1、
tf.multiply (x, y1) # multiplied by the corresponding element tf.matmul (x, y2) # matrix multiplication
2, the session: the node performs a calculation operation of FIG.
with tf.Session() as sess:
print sess.run(y)
3 parameters: the weight is w, represented by a variable. Randomized to initial value.
w=tf.Variable(tf.random_normal([2,3],stddev=2,mean=0,seed=1))

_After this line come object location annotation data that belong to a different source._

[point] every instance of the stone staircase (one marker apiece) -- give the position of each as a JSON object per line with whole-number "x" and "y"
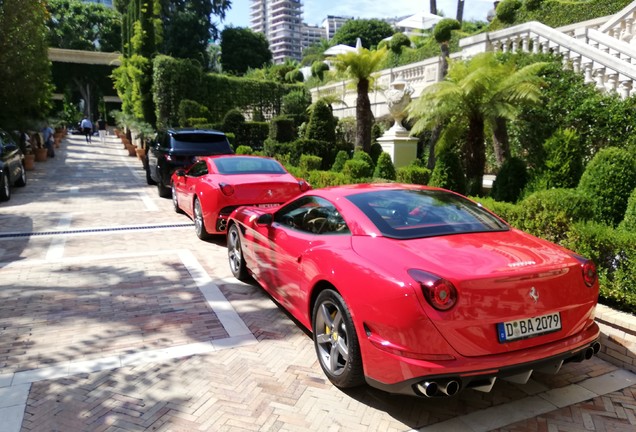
{"x": 603, "y": 50}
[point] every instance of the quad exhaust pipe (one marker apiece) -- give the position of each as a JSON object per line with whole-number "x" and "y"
{"x": 435, "y": 389}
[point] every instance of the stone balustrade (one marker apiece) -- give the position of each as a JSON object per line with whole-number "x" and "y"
{"x": 602, "y": 49}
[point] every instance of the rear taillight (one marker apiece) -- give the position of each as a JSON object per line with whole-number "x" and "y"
{"x": 439, "y": 292}
{"x": 304, "y": 186}
{"x": 589, "y": 273}
{"x": 226, "y": 189}
{"x": 590, "y": 276}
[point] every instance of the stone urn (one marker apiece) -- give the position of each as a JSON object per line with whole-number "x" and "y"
{"x": 398, "y": 97}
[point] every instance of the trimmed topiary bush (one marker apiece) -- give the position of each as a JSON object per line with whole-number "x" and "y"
{"x": 283, "y": 129}
{"x": 318, "y": 179}
{"x": 614, "y": 253}
{"x": 233, "y": 121}
{"x": 507, "y": 11}
{"x": 564, "y": 160}
{"x": 413, "y": 174}
{"x": 189, "y": 110}
{"x": 609, "y": 180}
{"x": 244, "y": 150}
{"x": 322, "y": 123}
{"x": 384, "y": 169}
{"x": 310, "y": 162}
{"x": 357, "y": 169}
{"x": 629, "y": 221}
{"x": 341, "y": 158}
{"x": 549, "y": 214}
{"x": 510, "y": 181}
{"x": 448, "y": 172}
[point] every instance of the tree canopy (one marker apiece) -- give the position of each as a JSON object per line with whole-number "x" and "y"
{"x": 370, "y": 31}
{"x": 24, "y": 65}
{"x": 83, "y": 26}
{"x": 242, "y": 49}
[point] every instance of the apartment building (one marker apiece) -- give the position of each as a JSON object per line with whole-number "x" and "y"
{"x": 281, "y": 23}
{"x": 332, "y": 23}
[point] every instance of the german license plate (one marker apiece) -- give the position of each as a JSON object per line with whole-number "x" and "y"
{"x": 528, "y": 327}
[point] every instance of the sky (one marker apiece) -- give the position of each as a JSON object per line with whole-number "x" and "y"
{"x": 314, "y": 11}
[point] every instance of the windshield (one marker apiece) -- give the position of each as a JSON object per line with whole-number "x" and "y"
{"x": 211, "y": 143}
{"x": 248, "y": 165}
{"x": 408, "y": 214}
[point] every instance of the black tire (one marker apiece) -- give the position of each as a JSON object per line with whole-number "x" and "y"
{"x": 5, "y": 188}
{"x": 199, "y": 224}
{"x": 336, "y": 341}
{"x": 235, "y": 254}
{"x": 149, "y": 179}
{"x": 164, "y": 192}
{"x": 21, "y": 182}
{"x": 175, "y": 203}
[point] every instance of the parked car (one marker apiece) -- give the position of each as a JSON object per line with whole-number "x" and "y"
{"x": 418, "y": 290}
{"x": 12, "y": 172}
{"x": 214, "y": 186}
{"x": 178, "y": 148}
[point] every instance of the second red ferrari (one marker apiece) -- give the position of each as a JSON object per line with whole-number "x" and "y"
{"x": 215, "y": 185}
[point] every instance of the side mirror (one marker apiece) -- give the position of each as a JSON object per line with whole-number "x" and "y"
{"x": 264, "y": 219}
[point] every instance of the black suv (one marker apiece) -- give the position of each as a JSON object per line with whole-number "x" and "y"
{"x": 12, "y": 170}
{"x": 178, "y": 148}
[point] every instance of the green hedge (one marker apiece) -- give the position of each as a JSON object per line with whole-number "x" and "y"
{"x": 178, "y": 79}
{"x": 614, "y": 253}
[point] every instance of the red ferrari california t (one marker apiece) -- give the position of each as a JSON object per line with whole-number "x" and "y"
{"x": 214, "y": 186}
{"x": 418, "y": 290}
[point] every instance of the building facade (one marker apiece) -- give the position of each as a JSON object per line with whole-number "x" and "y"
{"x": 281, "y": 23}
{"x": 331, "y": 24}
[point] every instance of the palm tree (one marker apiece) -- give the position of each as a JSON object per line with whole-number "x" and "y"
{"x": 359, "y": 65}
{"x": 475, "y": 94}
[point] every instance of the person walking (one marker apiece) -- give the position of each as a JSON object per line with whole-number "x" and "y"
{"x": 87, "y": 128}
{"x": 101, "y": 126}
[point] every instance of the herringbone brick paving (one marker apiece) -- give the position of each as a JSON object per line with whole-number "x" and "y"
{"x": 106, "y": 305}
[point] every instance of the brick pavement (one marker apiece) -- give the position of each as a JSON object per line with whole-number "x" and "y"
{"x": 127, "y": 328}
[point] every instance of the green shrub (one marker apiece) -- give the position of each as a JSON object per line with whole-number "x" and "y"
{"x": 610, "y": 178}
{"x": 413, "y": 174}
{"x": 448, "y": 172}
{"x": 189, "y": 109}
{"x": 564, "y": 160}
{"x": 629, "y": 221}
{"x": 510, "y": 181}
{"x": 384, "y": 169}
{"x": 340, "y": 160}
{"x": 233, "y": 120}
{"x": 507, "y": 11}
{"x": 550, "y": 214}
{"x": 319, "y": 179}
{"x": 283, "y": 129}
{"x": 507, "y": 211}
{"x": 322, "y": 123}
{"x": 533, "y": 4}
{"x": 364, "y": 156}
{"x": 244, "y": 150}
{"x": 614, "y": 253}
{"x": 357, "y": 169}
{"x": 310, "y": 162}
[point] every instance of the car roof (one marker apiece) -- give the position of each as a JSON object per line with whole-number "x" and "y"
{"x": 194, "y": 130}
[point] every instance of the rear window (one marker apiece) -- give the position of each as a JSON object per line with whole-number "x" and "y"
{"x": 248, "y": 165}
{"x": 216, "y": 144}
{"x": 409, "y": 214}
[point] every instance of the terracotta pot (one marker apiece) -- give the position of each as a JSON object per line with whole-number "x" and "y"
{"x": 40, "y": 155}
{"x": 29, "y": 162}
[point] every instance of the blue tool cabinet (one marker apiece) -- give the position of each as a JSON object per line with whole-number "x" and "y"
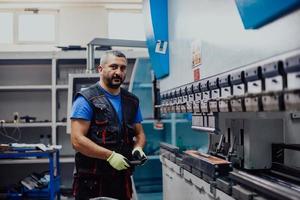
{"x": 54, "y": 169}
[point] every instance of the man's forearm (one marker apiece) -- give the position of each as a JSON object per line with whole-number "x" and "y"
{"x": 87, "y": 147}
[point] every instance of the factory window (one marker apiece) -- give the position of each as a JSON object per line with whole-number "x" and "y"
{"x": 36, "y": 27}
{"x": 6, "y": 27}
{"x": 126, "y": 25}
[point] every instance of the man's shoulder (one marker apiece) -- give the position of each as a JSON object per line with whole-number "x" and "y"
{"x": 91, "y": 91}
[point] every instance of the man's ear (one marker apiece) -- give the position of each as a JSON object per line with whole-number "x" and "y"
{"x": 99, "y": 68}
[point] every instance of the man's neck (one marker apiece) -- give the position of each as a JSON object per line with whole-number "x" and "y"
{"x": 110, "y": 90}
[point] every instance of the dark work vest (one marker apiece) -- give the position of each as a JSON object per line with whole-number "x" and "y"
{"x": 106, "y": 130}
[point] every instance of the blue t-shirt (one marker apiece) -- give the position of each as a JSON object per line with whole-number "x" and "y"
{"x": 82, "y": 110}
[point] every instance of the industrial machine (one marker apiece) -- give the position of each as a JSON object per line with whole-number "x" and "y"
{"x": 252, "y": 116}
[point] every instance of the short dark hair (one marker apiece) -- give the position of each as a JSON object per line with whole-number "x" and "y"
{"x": 106, "y": 54}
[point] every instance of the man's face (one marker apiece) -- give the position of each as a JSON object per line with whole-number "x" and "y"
{"x": 113, "y": 72}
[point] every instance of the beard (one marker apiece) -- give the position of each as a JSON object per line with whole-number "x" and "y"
{"x": 114, "y": 82}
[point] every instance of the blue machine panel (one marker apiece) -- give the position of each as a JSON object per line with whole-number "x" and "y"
{"x": 256, "y": 13}
{"x": 156, "y": 25}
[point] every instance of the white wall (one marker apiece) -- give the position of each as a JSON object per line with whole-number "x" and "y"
{"x": 78, "y": 26}
{"x": 225, "y": 44}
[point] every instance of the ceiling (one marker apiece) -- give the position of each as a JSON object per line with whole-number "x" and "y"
{"x": 109, "y": 4}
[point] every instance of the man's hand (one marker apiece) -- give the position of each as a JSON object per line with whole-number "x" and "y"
{"x": 118, "y": 161}
{"x": 138, "y": 153}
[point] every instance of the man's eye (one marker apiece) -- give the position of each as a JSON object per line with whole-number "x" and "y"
{"x": 114, "y": 66}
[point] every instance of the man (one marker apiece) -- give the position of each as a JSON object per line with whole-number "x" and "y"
{"x": 106, "y": 131}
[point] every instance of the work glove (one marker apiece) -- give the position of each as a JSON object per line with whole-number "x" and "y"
{"x": 138, "y": 154}
{"x": 118, "y": 161}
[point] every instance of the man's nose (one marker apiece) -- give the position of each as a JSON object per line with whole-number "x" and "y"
{"x": 119, "y": 71}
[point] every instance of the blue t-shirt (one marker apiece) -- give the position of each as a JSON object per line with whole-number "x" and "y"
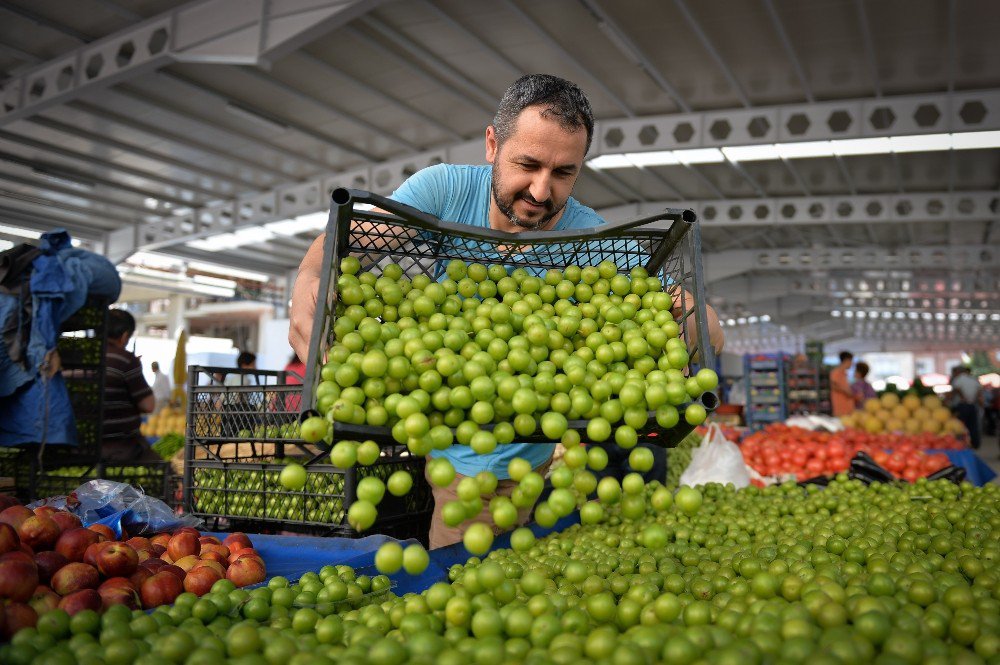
{"x": 461, "y": 194}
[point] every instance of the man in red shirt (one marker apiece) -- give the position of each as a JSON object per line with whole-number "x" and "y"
{"x": 126, "y": 397}
{"x": 841, "y": 394}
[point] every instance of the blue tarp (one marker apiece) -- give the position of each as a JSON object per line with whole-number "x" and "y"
{"x": 977, "y": 471}
{"x": 33, "y": 410}
{"x": 292, "y": 556}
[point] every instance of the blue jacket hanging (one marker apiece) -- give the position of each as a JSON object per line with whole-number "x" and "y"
{"x": 55, "y": 284}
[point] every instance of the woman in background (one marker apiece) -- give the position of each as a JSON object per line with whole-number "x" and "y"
{"x": 862, "y": 389}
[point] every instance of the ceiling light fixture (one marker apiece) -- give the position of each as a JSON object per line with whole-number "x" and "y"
{"x": 802, "y": 150}
{"x": 247, "y": 113}
{"x": 20, "y": 232}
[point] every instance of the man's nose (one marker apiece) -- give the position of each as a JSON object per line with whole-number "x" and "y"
{"x": 541, "y": 186}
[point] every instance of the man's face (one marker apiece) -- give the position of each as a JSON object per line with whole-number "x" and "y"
{"x": 534, "y": 171}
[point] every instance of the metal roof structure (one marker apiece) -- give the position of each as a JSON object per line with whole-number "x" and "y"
{"x": 843, "y": 155}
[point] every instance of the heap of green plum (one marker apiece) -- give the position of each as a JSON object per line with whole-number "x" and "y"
{"x": 484, "y": 357}
{"x": 901, "y": 573}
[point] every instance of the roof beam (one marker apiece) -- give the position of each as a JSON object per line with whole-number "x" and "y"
{"x": 309, "y": 98}
{"x": 765, "y": 125}
{"x": 166, "y": 105}
{"x": 213, "y": 31}
{"x": 714, "y": 52}
{"x": 786, "y": 43}
{"x": 411, "y": 65}
{"x": 279, "y": 121}
{"x": 867, "y": 209}
{"x": 41, "y": 205}
{"x": 85, "y": 195}
{"x": 437, "y": 64}
{"x": 631, "y": 50}
{"x": 723, "y": 265}
{"x": 385, "y": 97}
{"x": 160, "y": 132}
{"x": 633, "y": 135}
{"x": 87, "y": 178}
{"x": 101, "y": 139}
{"x": 554, "y": 44}
{"x": 111, "y": 166}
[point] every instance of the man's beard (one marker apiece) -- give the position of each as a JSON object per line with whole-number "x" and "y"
{"x": 506, "y": 206}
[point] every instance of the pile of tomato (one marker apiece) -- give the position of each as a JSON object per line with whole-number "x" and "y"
{"x": 780, "y": 450}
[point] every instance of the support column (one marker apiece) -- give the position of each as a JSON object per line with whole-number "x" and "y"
{"x": 175, "y": 316}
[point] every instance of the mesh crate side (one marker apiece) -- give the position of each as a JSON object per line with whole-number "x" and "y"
{"x": 421, "y": 244}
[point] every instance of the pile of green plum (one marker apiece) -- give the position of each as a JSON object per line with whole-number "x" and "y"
{"x": 901, "y": 573}
{"x": 485, "y": 356}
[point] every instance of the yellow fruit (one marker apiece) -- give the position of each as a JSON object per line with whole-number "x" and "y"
{"x": 932, "y": 426}
{"x": 873, "y": 424}
{"x": 889, "y": 400}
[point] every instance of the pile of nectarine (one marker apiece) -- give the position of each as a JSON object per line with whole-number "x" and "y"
{"x": 48, "y": 559}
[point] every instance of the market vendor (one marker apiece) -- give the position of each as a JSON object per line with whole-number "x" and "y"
{"x": 126, "y": 397}
{"x": 535, "y": 151}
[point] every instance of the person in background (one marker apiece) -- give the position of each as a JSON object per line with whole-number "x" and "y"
{"x": 126, "y": 397}
{"x": 841, "y": 393}
{"x": 862, "y": 389}
{"x": 968, "y": 401}
{"x": 244, "y": 361}
{"x": 295, "y": 375}
{"x": 161, "y": 387}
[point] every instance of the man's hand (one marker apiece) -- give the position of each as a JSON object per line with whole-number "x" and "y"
{"x": 715, "y": 335}
{"x": 304, "y": 295}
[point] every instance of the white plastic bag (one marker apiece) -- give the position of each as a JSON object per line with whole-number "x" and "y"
{"x": 816, "y": 423}
{"x": 716, "y": 460}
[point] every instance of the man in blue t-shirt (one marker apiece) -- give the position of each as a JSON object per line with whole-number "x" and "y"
{"x": 535, "y": 150}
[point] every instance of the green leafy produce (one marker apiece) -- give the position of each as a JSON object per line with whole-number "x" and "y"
{"x": 169, "y": 445}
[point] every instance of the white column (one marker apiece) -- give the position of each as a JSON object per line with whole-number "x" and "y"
{"x": 175, "y": 315}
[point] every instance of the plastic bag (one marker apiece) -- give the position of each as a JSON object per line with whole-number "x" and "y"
{"x": 127, "y": 510}
{"x": 716, "y": 460}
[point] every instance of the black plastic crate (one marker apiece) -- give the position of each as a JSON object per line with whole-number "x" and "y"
{"x": 667, "y": 244}
{"x": 82, "y": 348}
{"x": 250, "y": 492}
{"x": 262, "y": 408}
{"x": 239, "y": 438}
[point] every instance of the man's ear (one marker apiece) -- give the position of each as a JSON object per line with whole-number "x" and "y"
{"x": 491, "y": 144}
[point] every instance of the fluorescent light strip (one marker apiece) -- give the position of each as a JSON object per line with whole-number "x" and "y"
{"x": 20, "y": 232}
{"x": 226, "y": 270}
{"x": 802, "y": 150}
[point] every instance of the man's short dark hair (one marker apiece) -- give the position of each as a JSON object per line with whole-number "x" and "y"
{"x": 119, "y": 323}
{"x": 563, "y": 100}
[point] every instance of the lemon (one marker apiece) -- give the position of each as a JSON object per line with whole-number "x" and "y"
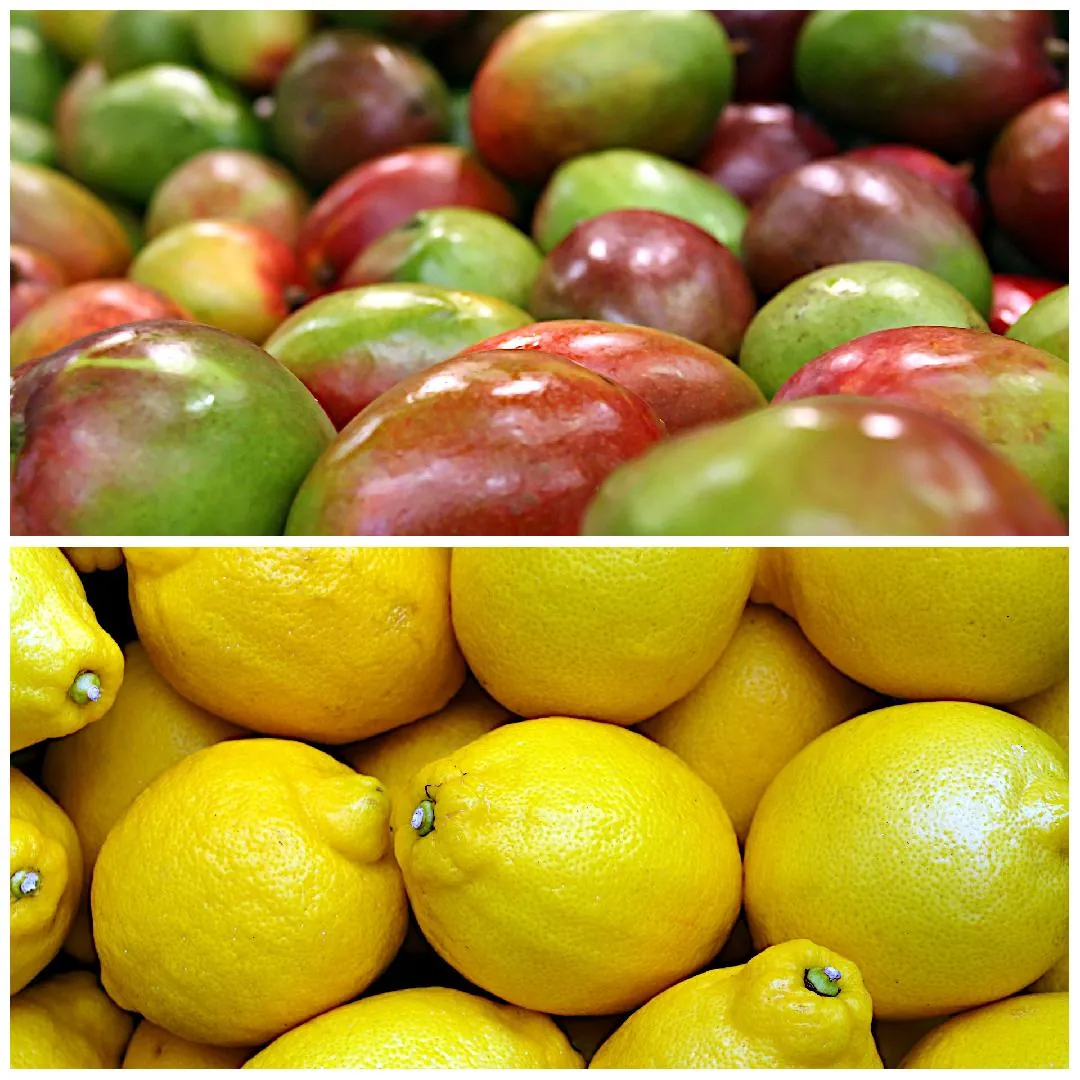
{"x": 45, "y": 878}
{"x": 65, "y": 670}
{"x": 895, "y": 1038}
{"x": 606, "y": 633}
{"x": 795, "y": 1006}
{"x": 247, "y": 889}
{"x": 323, "y": 644}
{"x": 1027, "y": 1033}
{"x": 67, "y": 1022}
{"x": 1054, "y": 981}
{"x": 395, "y": 756}
{"x": 153, "y": 1048}
{"x": 96, "y": 772}
{"x": 427, "y": 1028}
{"x": 568, "y": 866}
{"x": 927, "y": 841}
{"x": 1050, "y": 711}
{"x": 768, "y": 696}
{"x": 970, "y": 623}
{"x": 88, "y": 559}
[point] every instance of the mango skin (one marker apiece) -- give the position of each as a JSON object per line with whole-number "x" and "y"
{"x": 31, "y": 140}
{"x": 844, "y": 211}
{"x": 1012, "y": 396}
{"x": 160, "y": 429}
{"x": 841, "y": 302}
{"x": 883, "y": 72}
{"x": 57, "y": 215}
{"x": 455, "y": 247}
{"x": 823, "y": 467}
{"x": 37, "y": 76}
{"x": 632, "y": 179}
{"x": 138, "y": 127}
{"x": 1045, "y": 324}
{"x": 558, "y": 84}
{"x": 350, "y": 347}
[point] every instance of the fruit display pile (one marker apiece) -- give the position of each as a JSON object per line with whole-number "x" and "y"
{"x": 615, "y": 272}
{"x": 539, "y": 807}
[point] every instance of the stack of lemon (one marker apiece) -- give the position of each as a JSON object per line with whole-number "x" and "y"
{"x": 647, "y": 807}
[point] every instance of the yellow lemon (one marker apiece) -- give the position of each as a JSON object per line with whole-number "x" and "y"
{"x": 970, "y": 623}
{"x": 795, "y": 1006}
{"x": 323, "y": 644}
{"x": 247, "y": 889}
{"x": 395, "y": 756}
{"x": 67, "y": 1022}
{"x": 916, "y": 840}
{"x": 894, "y": 1038}
{"x": 45, "y": 878}
{"x": 1050, "y": 711}
{"x": 606, "y": 633}
{"x": 96, "y": 772}
{"x": 153, "y": 1048}
{"x": 65, "y": 670}
{"x": 429, "y": 1028}
{"x": 88, "y": 559}
{"x": 1054, "y": 981}
{"x": 568, "y": 866}
{"x": 768, "y": 696}
{"x": 1027, "y": 1033}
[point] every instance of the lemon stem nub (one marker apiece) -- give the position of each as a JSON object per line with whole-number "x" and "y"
{"x": 25, "y": 883}
{"x": 823, "y": 981}
{"x": 85, "y": 688}
{"x": 423, "y": 818}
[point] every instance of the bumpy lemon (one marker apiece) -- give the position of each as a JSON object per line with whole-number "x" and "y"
{"x": 1027, "y": 1033}
{"x": 795, "y": 1006}
{"x": 45, "y": 878}
{"x": 88, "y": 559}
{"x": 431, "y": 1028}
{"x": 568, "y": 866}
{"x": 915, "y": 840}
{"x": 65, "y": 670}
{"x": 96, "y": 772}
{"x": 606, "y": 633}
{"x": 968, "y": 623}
{"x": 395, "y": 756}
{"x": 67, "y": 1022}
{"x": 324, "y": 644}
{"x": 153, "y": 1048}
{"x": 768, "y": 696}
{"x": 1049, "y": 711}
{"x": 247, "y": 889}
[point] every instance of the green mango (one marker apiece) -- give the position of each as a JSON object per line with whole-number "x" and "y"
{"x": 136, "y": 39}
{"x": 163, "y": 429}
{"x": 456, "y": 247}
{"x": 839, "y": 304}
{"x": 37, "y": 76}
{"x": 945, "y": 80}
{"x": 1045, "y": 324}
{"x": 460, "y": 133}
{"x": 349, "y": 347}
{"x": 138, "y": 127}
{"x": 31, "y": 140}
{"x": 561, "y": 83}
{"x": 632, "y": 179}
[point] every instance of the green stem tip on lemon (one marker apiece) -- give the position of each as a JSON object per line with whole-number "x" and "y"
{"x": 423, "y": 818}
{"x": 25, "y": 883}
{"x": 823, "y": 981}
{"x": 85, "y": 688}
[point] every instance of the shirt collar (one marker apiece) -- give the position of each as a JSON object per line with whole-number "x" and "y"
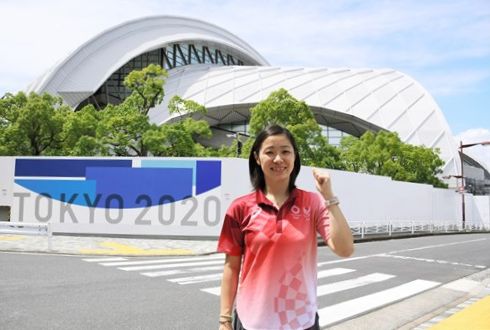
{"x": 262, "y": 200}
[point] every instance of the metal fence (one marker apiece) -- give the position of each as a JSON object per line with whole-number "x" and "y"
{"x": 362, "y": 229}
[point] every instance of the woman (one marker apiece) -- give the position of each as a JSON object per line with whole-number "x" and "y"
{"x": 275, "y": 228}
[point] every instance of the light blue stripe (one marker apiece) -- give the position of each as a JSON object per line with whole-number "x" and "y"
{"x": 172, "y": 164}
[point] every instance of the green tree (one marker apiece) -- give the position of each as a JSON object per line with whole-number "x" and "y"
{"x": 147, "y": 87}
{"x": 121, "y": 129}
{"x": 283, "y": 109}
{"x": 385, "y": 154}
{"x": 180, "y": 138}
{"x": 80, "y": 132}
{"x": 31, "y": 124}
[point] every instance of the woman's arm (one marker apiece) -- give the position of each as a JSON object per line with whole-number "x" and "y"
{"x": 340, "y": 239}
{"x": 229, "y": 286}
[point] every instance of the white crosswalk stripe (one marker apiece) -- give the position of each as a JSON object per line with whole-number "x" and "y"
{"x": 183, "y": 264}
{"x": 105, "y": 259}
{"x": 205, "y": 270}
{"x": 333, "y": 272}
{"x": 158, "y": 261}
{"x": 197, "y": 279}
{"x": 181, "y": 271}
{"x": 325, "y": 289}
{"x": 350, "y": 308}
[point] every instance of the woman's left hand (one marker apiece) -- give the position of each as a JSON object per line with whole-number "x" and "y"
{"x": 323, "y": 183}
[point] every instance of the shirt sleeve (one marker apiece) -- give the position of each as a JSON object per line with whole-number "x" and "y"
{"x": 322, "y": 218}
{"x": 231, "y": 239}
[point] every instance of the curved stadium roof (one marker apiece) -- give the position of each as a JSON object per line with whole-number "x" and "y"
{"x": 219, "y": 70}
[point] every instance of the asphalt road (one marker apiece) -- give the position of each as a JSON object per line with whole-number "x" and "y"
{"x": 39, "y": 291}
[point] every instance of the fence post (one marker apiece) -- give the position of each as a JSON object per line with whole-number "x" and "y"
{"x": 50, "y": 235}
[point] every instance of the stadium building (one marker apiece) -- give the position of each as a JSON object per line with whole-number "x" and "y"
{"x": 224, "y": 73}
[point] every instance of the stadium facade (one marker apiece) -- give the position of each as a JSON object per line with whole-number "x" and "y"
{"x": 224, "y": 73}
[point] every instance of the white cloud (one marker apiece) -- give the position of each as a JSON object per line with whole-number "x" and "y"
{"x": 479, "y": 153}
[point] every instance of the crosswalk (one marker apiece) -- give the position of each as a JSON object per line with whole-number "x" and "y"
{"x": 205, "y": 272}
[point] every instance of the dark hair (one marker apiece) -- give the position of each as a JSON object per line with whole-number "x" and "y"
{"x": 256, "y": 174}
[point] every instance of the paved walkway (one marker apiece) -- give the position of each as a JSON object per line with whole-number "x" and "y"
{"x": 95, "y": 245}
{"x": 469, "y": 312}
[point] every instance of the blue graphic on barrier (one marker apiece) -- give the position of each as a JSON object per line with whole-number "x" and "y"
{"x": 115, "y": 183}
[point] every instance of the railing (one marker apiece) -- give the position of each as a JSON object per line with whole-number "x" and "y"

The normal distribution, the standard deviation of the mean is 2 0
tf.truncated_normal () remove too large deviation from a normal distribution point
4, the forward spread: to build a model to achieve reasoning
Input layer, hidden layer and output layer
5, variable initialization, calculation of FIG node operation, to be implemented with the session:
Variable initialization:
init_op=tf.global_variables_initializer()
sess.run (init_op)
FIG computing node operation: the data fed by sess.run function feed_dict
6, with tf.placeholder placeholder, the data fed by sess.run function feed_dict
Feeding a set of data:
x = tf.placeholder (tf.float32, shape = (1,2)), then sets of data, the change None 1
sess.run(y,feed_dict={x:[[0.5,0.6]]})
import tensorflow as tf x = tf.placeholder(tf.float32,shape=(None,2)) w1 = tf.Variable(tf.random_normal([2, 3], stddev=1, seed=1)) w2 = tf.Variable(tf.random_normal([3, 1], stddev=1, seed=1)) a = tf.matmul(x, w1) y = tf.matmul(a, w2) with tf.Session() as sess: init_op = tf.global_variables_initializer() sess.run(init_op) print(sess.run(y,feed_dict={x: [[0.7, 0.5],[0.2,0.3], [0.3,0.4],[0.4,0.5]]})) print(sess.run (w1)) print (sess.run (w2))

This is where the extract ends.